El relato, que parece sacado de un cuento de Isaac Asimov, recuerda el origen mismo de internet, cuando en la era de la posguerra —en el siglo pasado— se les pidió a científicos de varias partes del mundo construir una red “inteligente”, una red que pudiera seguir funcionando, es decir, sobrevivir, en el caso de un ataque nuclear a una parte de esta. De ahí nacieron los protocolos TCP/IP, que son una suerte de etiqueta para que los “paquetes de información” escojan vías alternas para llegar a su destino, si la ruta inicial no está disponible.

Pero ¿qué significa alcanzar los niveles humanos? ¿Que las máquinas podrán sentir? ¿Que los robots podrán tener experiencias, que acumularán no solo datos sino saberes, sabiduría? ¿Que podrán, además de calcular, anticipar, deducir patrones analizando una infinita cantidad de datos —como ya lo hacen— soñar, imaginar? ¿Podrán los dispositivos digitales querer ser felices o entristecerse, compadecerse o decepcionarse de “su vida”?
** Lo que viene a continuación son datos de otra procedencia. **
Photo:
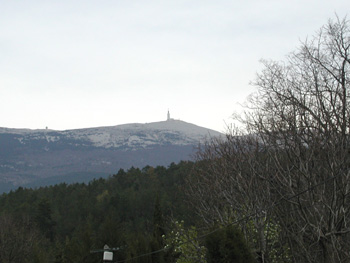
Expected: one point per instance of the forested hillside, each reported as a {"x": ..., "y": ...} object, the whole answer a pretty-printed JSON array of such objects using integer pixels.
[{"x": 62, "y": 223}]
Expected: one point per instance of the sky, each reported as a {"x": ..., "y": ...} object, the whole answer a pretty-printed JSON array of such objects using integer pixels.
[{"x": 86, "y": 63}]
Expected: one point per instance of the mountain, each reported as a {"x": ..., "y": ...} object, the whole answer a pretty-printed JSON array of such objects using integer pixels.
[{"x": 42, "y": 157}]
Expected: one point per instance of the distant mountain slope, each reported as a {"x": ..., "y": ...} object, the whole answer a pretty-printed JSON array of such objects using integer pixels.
[{"x": 34, "y": 156}]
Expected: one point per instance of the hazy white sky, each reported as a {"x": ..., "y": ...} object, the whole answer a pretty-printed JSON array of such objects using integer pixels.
[{"x": 84, "y": 63}]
¿Llegarán un día a desear, a enloquecer de amor, a querer no solo ser eficientes y resolver problemas, sino a perder el tiempo, como muchas veces queremos y hacemos los humanos? ¿Llegarán los artefactos digitales y algorítmicos a pretender ser trascendentes?

Hay quienes apuestan a que sí. La buena noticia, dice el Dr. Theoktisto, es que aún —por más alucinantes que parezcan sus logros— el cálculo programado o programable  (que no inteligencia) de las máquinas todavía no ha alcanzado ese nivel de existencia, por razones tanto genéticas como por la neurología del funcionamiento del cerebro humano. Y cabe la posibilidad de que nunca lleguen a hacerlo.
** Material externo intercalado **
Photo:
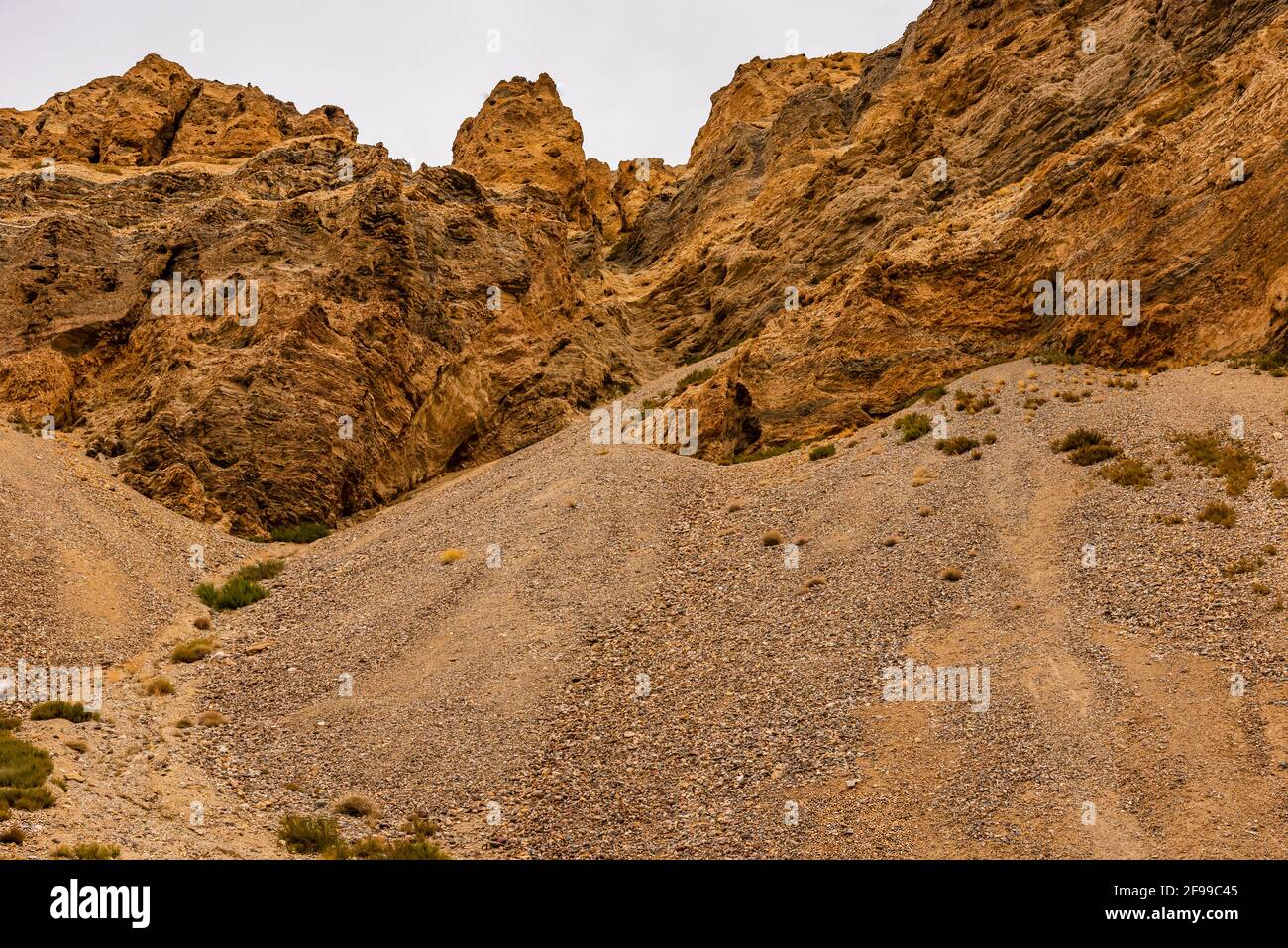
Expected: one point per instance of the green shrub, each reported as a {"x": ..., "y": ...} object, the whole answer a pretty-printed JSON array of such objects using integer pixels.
[
  {"x": 86, "y": 850},
  {"x": 1127, "y": 472},
  {"x": 21, "y": 764},
  {"x": 262, "y": 571},
  {"x": 380, "y": 848},
  {"x": 694, "y": 378},
  {"x": 304, "y": 532},
  {"x": 1093, "y": 454},
  {"x": 356, "y": 805},
  {"x": 24, "y": 769},
  {"x": 63, "y": 710},
  {"x": 1220, "y": 514},
  {"x": 1080, "y": 438},
  {"x": 309, "y": 835},
  {"x": 913, "y": 427},
  {"x": 1223, "y": 458},
  {"x": 192, "y": 651},
  {"x": 236, "y": 594},
  {"x": 956, "y": 446},
  {"x": 1244, "y": 565}
]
Como dice Miguel Bernasayag, un investigador en neurociencia argentino, la inteligencia artificial “no piensa”. El pensamiento humano está unido al carácter indivisible y peculiar de la vida, a la singularidad de lo vivo. Y ese es un hecho hasta ahora irrepetible en la historia humana. No hay en la IA nada parecido a los sentimientos, a la experiencia, a la consciencia. No hay huellas, ni cicatrices en las máquinas ”inteligentes”, ni sentido del bien y el mal. No pueden perdonar, ni ser empáticas, ni sentir misericordia.Y tampoco hay espiritualidad. Así que, mientras mantengamos a salvo la singularidad de la vida y su carácter caótico, errático e inasible, estaremos a salvo.
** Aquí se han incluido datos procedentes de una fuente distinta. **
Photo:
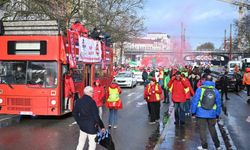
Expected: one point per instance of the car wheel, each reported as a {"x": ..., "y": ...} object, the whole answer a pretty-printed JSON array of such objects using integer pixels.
[{"x": 237, "y": 88}]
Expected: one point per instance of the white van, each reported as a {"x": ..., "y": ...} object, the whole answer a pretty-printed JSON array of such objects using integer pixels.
[{"x": 231, "y": 64}]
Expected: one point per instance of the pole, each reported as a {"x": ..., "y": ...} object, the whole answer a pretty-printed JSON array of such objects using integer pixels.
[
  {"x": 225, "y": 40},
  {"x": 230, "y": 52}
]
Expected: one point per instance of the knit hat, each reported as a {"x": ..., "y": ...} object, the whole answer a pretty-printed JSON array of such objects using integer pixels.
[{"x": 153, "y": 79}]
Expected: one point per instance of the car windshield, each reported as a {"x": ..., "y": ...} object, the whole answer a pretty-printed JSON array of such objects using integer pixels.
[
  {"x": 37, "y": 74},
  {"x": 124, "y": 75}
]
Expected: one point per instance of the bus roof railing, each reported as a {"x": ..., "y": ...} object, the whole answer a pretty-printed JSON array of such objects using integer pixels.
[{"x": 45, "y": 27}]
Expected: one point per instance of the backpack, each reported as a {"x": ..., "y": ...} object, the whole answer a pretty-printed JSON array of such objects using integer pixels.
[
  {"x": 1, "y": 28},
  {"x": 208, "y": 98}
]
No creamos ingenuamente que las máquinas son mejores porque hacen tareas o calculan mejor que los humanos y no fallan. Esa idea falsa de eficiencia plena, de infalibilidad, es algo muy diferente y alejado de la vida. Es un mantra que la propaganda  detrás de la IA nos quiere vender. Y eso, precisamente, es lo que nos deshumaniza. Lo que nos aleja de la maravilla de la vida.

Porque para vivir plenamente no basta con ser inteligentes: hay que ser también un poco ingenuos, un poco brutos, y un poco tontos.